La trayectoria financiera es exponencial: en apenas cinco años, su valoración pasó de €500 millones a $18 mil millones (mayo 2026), tras cerrar una ronda de $1.200 millones liderada por Dragoneer y co-liderada por Lightspeed. El funding total alcanza €1.400 millones, con inversores como Daniel Ek (fundador de Spotify, a través de Prima Materia), General Catalyst, Accel, SAAB y BDT & MSD Partners. En junio de 2025, Helsing y SAAB realizaron la primera prueba pública conocida de un avión Gripen E pilotado por IA contra un piloto real, fuera de alcance visual.
¿Qué es el Combat Cloud y el CFSN?
El contrato de €580 millones se enmarca en el Futuro Sistema Aéreo de Combate (CFSN/FCAS), un programa germano-francés-español para desarrollar la próxima generación de capacidades aéreas. Helsing fue seleccionada en 2024 para construir la infraestructura de IA que servirá como columna vertebral del sistema.
El Combat Cloud es una nube de datos de guerra en tiempo real que conecta sensores distribuidos, drones y sistemas de armas. No es almacenamiento: es procesamiento en el edge con IA que permite decisiones autónomas o semi-autónomas según reglas de engagement predefinidas. Para founders de software, la arquitectura es relevante: Helsing no centraliza datos en un data center, sino que procesa en el dispositivo o en nodos tácticos cercanos, reduciendo latencia y vulnerabilidad.
Este modelo contrasta con enfoques estadounidenses como el ABMS (Advanced Battle Management System) de la Fuerza Aérea de EE.UU., que prioriza conectividad global. Europa apuesta por soberanía de datos: que la información de sensores europeos no salga de infraestructura europea, ni sea procesada por algoritmos de empresas no europeas.
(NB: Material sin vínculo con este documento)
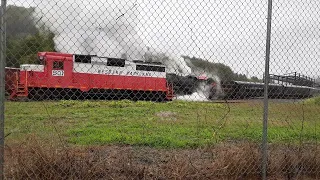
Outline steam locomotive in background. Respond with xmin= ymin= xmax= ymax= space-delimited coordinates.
xmin=6 ymin=52 xmax=320 ymax=101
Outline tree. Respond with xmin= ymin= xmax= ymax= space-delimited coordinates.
xmin=6 ymin=6 xmax=54 ymax=67
xmin=6 ymin=5 xmax=38 ymax=38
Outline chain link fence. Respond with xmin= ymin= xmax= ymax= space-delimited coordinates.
xmin=0 ymin=0 xmax=320 ymax=179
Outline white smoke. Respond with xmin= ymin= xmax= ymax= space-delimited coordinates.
xmin=177 ymin=82 xmax=210 ymax=101
xmin=34 ymin=0 xmax=144 ymax=59
xmin=34 ymin=0 xmax=191 ymax=74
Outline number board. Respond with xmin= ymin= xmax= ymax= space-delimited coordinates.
xmin=52 ymin=70 xmax=64 ymax=76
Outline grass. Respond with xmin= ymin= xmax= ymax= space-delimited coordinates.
xmin=5 ymin=100 xmax=320 ymax=148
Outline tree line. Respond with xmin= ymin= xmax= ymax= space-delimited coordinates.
xmin=6 ymin=5 xmax=261 ymax=82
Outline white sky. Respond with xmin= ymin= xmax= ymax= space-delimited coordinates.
xmin=8 ymin=0 xmax=320 ymax=78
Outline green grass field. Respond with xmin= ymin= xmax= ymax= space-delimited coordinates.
xmin=5 ymin=100 xmax=320 ymax=148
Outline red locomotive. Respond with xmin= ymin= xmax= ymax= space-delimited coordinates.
xmin=6 ymin=52 xmax=174 ymax=101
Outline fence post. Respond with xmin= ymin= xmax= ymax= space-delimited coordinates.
xmin=262 ymin=0 xmax=272 ymax=180
xmin=0 ymin=0 xmax=7 ymax=180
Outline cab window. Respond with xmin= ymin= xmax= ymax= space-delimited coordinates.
xmin=53 ymin=61 xmax=63 ymax=69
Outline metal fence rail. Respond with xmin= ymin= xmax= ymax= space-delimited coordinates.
xmin=0 ymin=0 xmax=320 ymax=179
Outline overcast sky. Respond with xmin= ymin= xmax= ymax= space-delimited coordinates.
xmin=8 ymin=0 xmax=320 ymax=78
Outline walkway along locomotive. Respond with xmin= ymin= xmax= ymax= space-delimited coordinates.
xmin=9 ymin=52 xmax=174 ymax=101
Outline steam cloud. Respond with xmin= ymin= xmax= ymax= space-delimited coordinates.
xmin=34 ymin=0 xmax=219 ymax=101
xmin=34 ymin=0 xmax=191 ymax=74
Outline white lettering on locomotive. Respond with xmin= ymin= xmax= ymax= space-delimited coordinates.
xmin=52 ymin=70 xmax=64 ymax=76
xmin=98 ymin=69 xmax=152 ymax=76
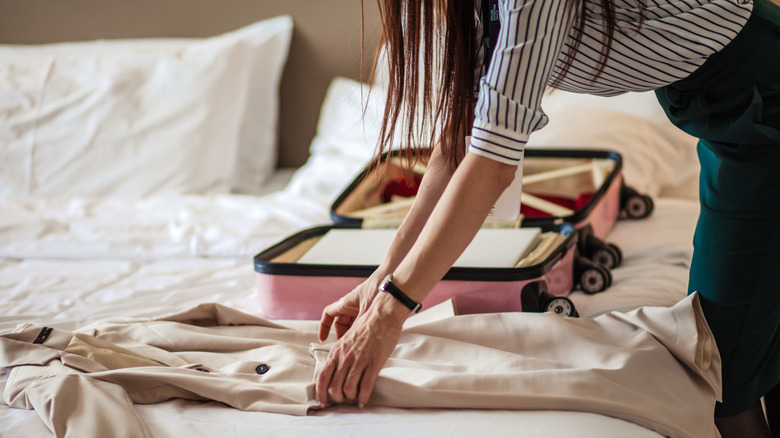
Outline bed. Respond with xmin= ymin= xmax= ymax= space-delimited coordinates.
xmin=0 ymin=0 xmax=707 ymax=437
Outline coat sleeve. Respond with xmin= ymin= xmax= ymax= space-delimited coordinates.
xmin=3 ymin=361 xmax=152 ymax=438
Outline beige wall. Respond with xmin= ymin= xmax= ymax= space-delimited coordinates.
xmin=0 ymin=0 xmax=378 ymax=166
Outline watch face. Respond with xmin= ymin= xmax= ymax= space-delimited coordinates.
xmin=544 ymin=298 xmax=572 ymax=316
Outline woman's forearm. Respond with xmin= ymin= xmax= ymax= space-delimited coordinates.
xmin=386 ymin=154 xmax=516 ymax=302
xmin=378 ymin=148 xmax=452 ymax=276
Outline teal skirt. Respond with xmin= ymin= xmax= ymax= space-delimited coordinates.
xmin=656 ymin=0 xmax=780 ymax=416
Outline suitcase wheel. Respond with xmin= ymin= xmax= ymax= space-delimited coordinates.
xmin=542 ymin=295 xmax=579 ymax=318
xmin=575 ymin=257 xmax=612 ymax=294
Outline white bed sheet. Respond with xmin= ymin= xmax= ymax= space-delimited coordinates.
xmin=0 ymin=154 xmax=698 ymax=438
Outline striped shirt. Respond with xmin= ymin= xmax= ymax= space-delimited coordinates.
xmin=469 ymin=0 xmax=753 ymax=165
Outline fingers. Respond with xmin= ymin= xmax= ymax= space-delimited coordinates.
xmin=342 ymin=352 xmax=368 ymax=400
xmin=314 ymin=351 xmax=337 ymax=407
xmin=352 ymin=362 xmax=381 ymax=408
xmin=334 ymin=316 xmax=355 ymax=339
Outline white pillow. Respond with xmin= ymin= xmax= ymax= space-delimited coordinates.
xmin=309 ymin=77 xmax=386 ymax=162
xmin=528 ymin=91 xmax=699 ymax=199
xmin=0 ymin=17 xmax=292 ymax=196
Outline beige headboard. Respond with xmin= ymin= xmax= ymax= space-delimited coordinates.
xmin=0 ymin=0 xmax=378 ymax=167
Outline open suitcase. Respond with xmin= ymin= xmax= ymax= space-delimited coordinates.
xmin=254 ymin=149 xmax=652 ymax=319
xmin=331 ymin=148 xmax=653 ymax=293
xmin=254 ymin=226 xmax=576 ymax=319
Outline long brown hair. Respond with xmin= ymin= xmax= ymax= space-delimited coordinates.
xmin=361 ymin=0 xmax=644 ymax=173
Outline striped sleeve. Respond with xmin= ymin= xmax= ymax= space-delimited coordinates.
xmin=469 ymin=0 xmax=574 ymax=165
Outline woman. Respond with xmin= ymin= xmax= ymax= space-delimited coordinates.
xmin=316 ymin=0 xmax=780 ymax=437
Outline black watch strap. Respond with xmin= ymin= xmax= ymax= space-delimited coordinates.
xmin=379 ymin=274 xmax=422 ymax=313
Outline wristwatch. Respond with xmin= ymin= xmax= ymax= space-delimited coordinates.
xmin=379 ymin=274 xmax=422 ymax=313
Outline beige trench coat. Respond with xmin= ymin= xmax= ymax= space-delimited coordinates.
xmin=0 ymin=295 xmax=720 ymax=437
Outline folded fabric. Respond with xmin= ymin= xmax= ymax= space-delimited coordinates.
xmin=0 ymin=294 xmax=720 ymax=437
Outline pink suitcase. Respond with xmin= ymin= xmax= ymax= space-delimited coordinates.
xmin=331 ymin=148 xmax=653 ymax=293
xmin=254 ymin=226 xmax=577 ymax=319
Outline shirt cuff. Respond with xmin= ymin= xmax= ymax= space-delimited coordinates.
xmin=469 ymin=123 xmax=528 ymax=166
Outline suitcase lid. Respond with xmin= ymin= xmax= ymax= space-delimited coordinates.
xmin=330 ymin=148 xmax=623 ymax=231
xmin=254 ymin=225 xmax=577 ymax=281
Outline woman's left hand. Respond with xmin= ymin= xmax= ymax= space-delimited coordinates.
xmin=315 ymin=294 xmax=410 ymax=407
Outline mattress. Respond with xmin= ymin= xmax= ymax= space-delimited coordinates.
xmin=0 ymin=150 xmax=698 ymax=437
Competidores europeos en el radar de Helsing
El ecosistema europeo de defensa AI está consolidándose rápidamente. Además de Helsing, otras startups han alcanzado valoraciones de más de $1.000 millones en 2025-2026:
- Quantum Systems (Alemania): Drones autónomos VTOL, levantó ~€200M en 2025.
- Tekever (Portugal): Drones militares, valoración >$1B.
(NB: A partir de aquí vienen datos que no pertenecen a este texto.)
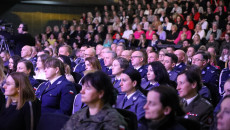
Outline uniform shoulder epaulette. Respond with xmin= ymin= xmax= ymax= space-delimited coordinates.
xmin=201 ymin=98 xmax=212 ymax=106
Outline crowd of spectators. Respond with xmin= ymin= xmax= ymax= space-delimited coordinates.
xmin=0 ymin=0 xmax=230 ymax=130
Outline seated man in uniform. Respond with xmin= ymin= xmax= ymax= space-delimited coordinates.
xmin=177 ymin=70 xmax=213 ymax=129
xmin=192 ymin=52 xmax=220 ymax=106
xmin=74 ymin=48 xmax=96 ymax=76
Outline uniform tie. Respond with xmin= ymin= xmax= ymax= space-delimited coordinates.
xmin=45 ymin=81 xmax=51 ymax=91
xmin=183 ymin=100 xmax=188 ymax=107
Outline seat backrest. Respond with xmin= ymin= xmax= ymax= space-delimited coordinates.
xmin=116 ymin=108 xmax=138 ymax=130
xmin=37 ymin=113 xmax=69 ymax=130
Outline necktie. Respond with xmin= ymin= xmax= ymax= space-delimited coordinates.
xmin=183 ymin=100 xmax=188 ymax=107
xmin=45 ymin=81 xmax=51 ymax=91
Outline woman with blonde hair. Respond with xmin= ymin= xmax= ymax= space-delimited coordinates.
xmin=0 ymin=72 xmax=40 ymax=130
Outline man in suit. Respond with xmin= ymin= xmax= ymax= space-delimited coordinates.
xmin=177 ymin=70 xmax=213 ymax=129
xmin=163 ymin=53 xmax=178 ymax=82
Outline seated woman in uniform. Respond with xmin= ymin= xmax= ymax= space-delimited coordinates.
xmin=17 ymin=59 xmax=39 ymax=90
xmin=7 ymin=55 xmax=21 ymax=75
xmin=72 ymin=57 xmax=101 ymax=114
xmin=144 ymin=85 xmax=185 ymax=130
xmin=111 ymin=57 xmax=129 ymax=94
xmin=63 ymin=71 xmax=127 ymax=130
xmin=116 ymin=68 xmax=147 ymax=130
xmin=0 ymin=72 xmax=41 ymax=130
xmin=35 ymin=58 xmax=76 ymax=115
xmin=217 ymin=95 xmax=230 ymax=130
xmin=34 ymin=54 xmax=50 ymax=80
xmin=141 ymin=61 xmax=169 ymax=91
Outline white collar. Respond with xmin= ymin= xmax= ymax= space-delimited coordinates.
xmin=50 ymin=75 xmax=62 ymax=84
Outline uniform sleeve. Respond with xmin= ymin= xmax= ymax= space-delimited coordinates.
xmin=200 ymin=106 xmax=213 ymax=129
xmin=58 ymin=83 xmax=76 ymax=115
xmin=136 ymin=99 xmax=147 ymax=128
xmin=103 ymin=111 xmax=127 ymax=130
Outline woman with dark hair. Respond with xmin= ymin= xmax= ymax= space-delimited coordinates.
xmin=144 ymin=85 xmax=186 ymax=130
xmin=0 ymin=72 xmax=40 ymax=130
xmin=85 ymin=57 xmax=101 ymax=71
xmin=34 ymin=54 xmax=50 ymax=80
xmin=17 ymin=59 xmax=39 ymax=90
xmin=141 ymin=61 xmax=169 ymax=91
xmin=111 ymin=57 xmax=129 ymax=94
xmin=63 ymin=71 xmax=127 ymax=130
xmin=116 ymin=67 xmax=147 ymax=129
xmin=35 ymin=58 xmax=76 ymax=115
xmin=7 ymin=55 xmax=21 ymax=75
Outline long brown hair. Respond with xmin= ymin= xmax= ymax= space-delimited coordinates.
xmin=6 ymin=72 xmax=36 ymax=110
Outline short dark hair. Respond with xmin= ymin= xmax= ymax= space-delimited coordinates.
xmin=38 ymin=54 xmax=50 ymax=64
xmin=81 ymin=71 xmax=117 ymax=105
xmin=123 ymin=67 xmax=141 ymax=89
xmin=18 ymin=59 xmax=35 ymax=76
xmin=115 ymin=57 xmax=129 ymax=69
xmin=195 ymin=51 xmax=209 ymax=61
xmin=10 ymin=55 xmax=21 ymax=72
xmin=165 ymin=53 xmax=178 ymax=63
xmin=178 ymin=68 xmax=202 ymax=92
xmin=45 ymin=57 xmax=65 ymax=75
xmin=149 ymin=61 xmax=169 ymax=84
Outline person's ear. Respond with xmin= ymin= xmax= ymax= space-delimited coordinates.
xmin=99 ymin=90 xmax=104 ymax=99
xmin=192 ymin=82 xmax=197 ymax=89
xmin=55 ymin=67 xmax=60 ymax=74
xmin=172 ymin=63 xmax=176 ymax=68
xmin=133 ymin=80 xmax=137 ymax=87
xmin=164 ymin=106 xmax=172 ymax=116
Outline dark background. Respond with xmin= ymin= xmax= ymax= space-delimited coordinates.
xmin=0 ymin=0 xmax=112 ymax=36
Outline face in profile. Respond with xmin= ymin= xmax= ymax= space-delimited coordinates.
xmin=217 ymin=98 xmax=230 ymax=130
xmin=85 ymin=60 xmax=95 ymax=70
xmin=120 ymin=73 xmax=136 ymax=95
xmin=3 ymin=76 xmax=19 ymax=97
xmin=17 ymin=62 xmax=30 ymax=75
xmin=144 ymin=91 xmax=169 ymax=120
xmin=8 ymin=58 xmax=14 ymax=70
xmin=112 ymin=60 xmax=123 ymax=75
xmin=80 ymin=82 xmax=104 ymax=105
xmin=147 ymin=65 xmax=156 ymax=82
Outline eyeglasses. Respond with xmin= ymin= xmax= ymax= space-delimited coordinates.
xmin=192 ymin=58 xmax=203 ymax=61
xmin=131 ymin=56 xmax=142 ymax=59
- Auterion (Suiza): Software open-source para drones militares, rival directo en el stack de software.
- Edge Autonomy (Reino Unido): Sistemas energéticos para drones de larga duración.
- Hensoldt (Alemania): Sensores y radares legacy integrando AI.
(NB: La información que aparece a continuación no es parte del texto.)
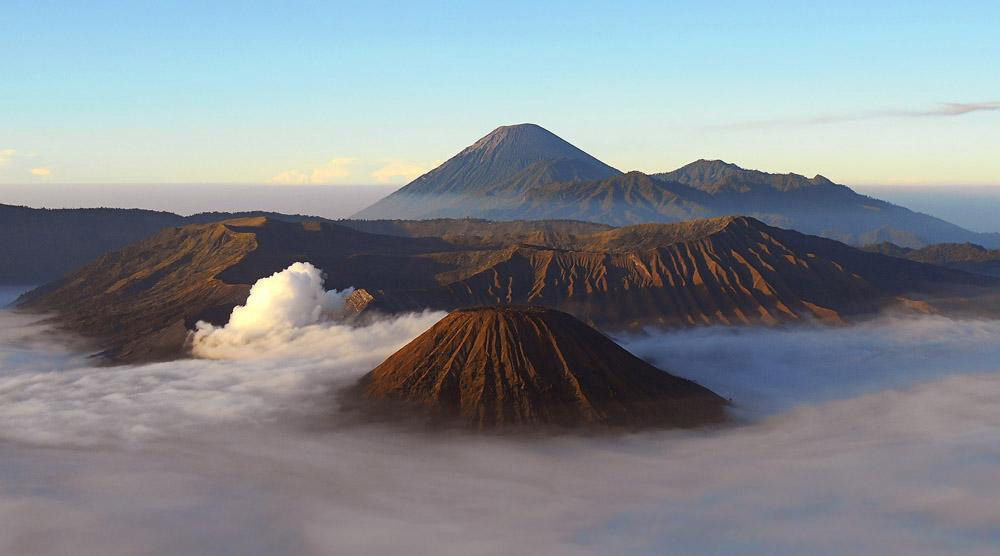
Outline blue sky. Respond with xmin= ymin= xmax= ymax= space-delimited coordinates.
xmin=0 ymin=0 xmax=1000 ymax=184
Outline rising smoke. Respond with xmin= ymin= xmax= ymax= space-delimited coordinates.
xmin=0 ymin=267 xmax=1000 ymax=555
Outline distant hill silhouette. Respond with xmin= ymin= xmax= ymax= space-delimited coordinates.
xmin=355 ymin=124 xmax=1000 ymax=247
xmin=354 ymin=124 xmax=620 ymax=219
xmin=0 ymin=204 xmax=324 ymax=285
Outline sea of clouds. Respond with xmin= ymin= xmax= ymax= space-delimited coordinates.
xmin=0 ymin=265 xmax=1000 ymax=555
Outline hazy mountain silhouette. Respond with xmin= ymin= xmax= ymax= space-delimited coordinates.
xmin=19 ymin=217 xmax=1000 ymax=361
xmin=355 ymin=124 xmax=1000 ymax=247
xmin=354 ymin=124 xmax=620 ymax=219
xmin=360 ymin=307 xmax=726 ymax=430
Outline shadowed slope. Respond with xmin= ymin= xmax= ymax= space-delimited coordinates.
xmin=18 ymin=217 xmax=998 ymax=361
xmin=361 ymin=307 xmax=725 ymax=429
xmin=864 ymin=242 xmax=1000 ymax=277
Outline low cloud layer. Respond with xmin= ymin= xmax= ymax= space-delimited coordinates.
xmin=717 ymin=101 xmax=1000 ymax=129
xmin=0 ymin=272 xmax=1000 ymax=555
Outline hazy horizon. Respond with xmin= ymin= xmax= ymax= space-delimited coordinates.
xmin=0 ymin=183 xmax=1000 ymax=232
xmin=0 ymin=0 xmax=1000 ymax=188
- Leonardo (Italia/Reino Unido): Gigante estatal colaborando con startups de AI para combate aéreo.
La diferenciación clave de Helsing es su enfoque de software puro versus hardware de competidores. Mientras Quantum Systems y Tekever venden drones físicos, Helsing vende la capa de inteligencia que puede integrarse en plataformas existentes —incluidas las de competidores. Esto le permite escalar sin la complejidad logística de manufactura masiva, aunque desde 2023 también fabrica sus propios drones para controlar el stack completo.
Soberanía tecnológica: la narrativa que vende a gobiernos
Helsing se presenta explícitamente como respuesta europea a dos desafíos: el bajo nivel de inversión en tecnología militar en Europa y la necesidad de desarrollar sistemas de combate bajo criterios éticos alineados con valores democráticos. Su misión declarada es "reforzar la capacidad de disuasión y defensa de nuestra democracia", aspirando a ser un "bastión de la soberanía tecnológica" del continente.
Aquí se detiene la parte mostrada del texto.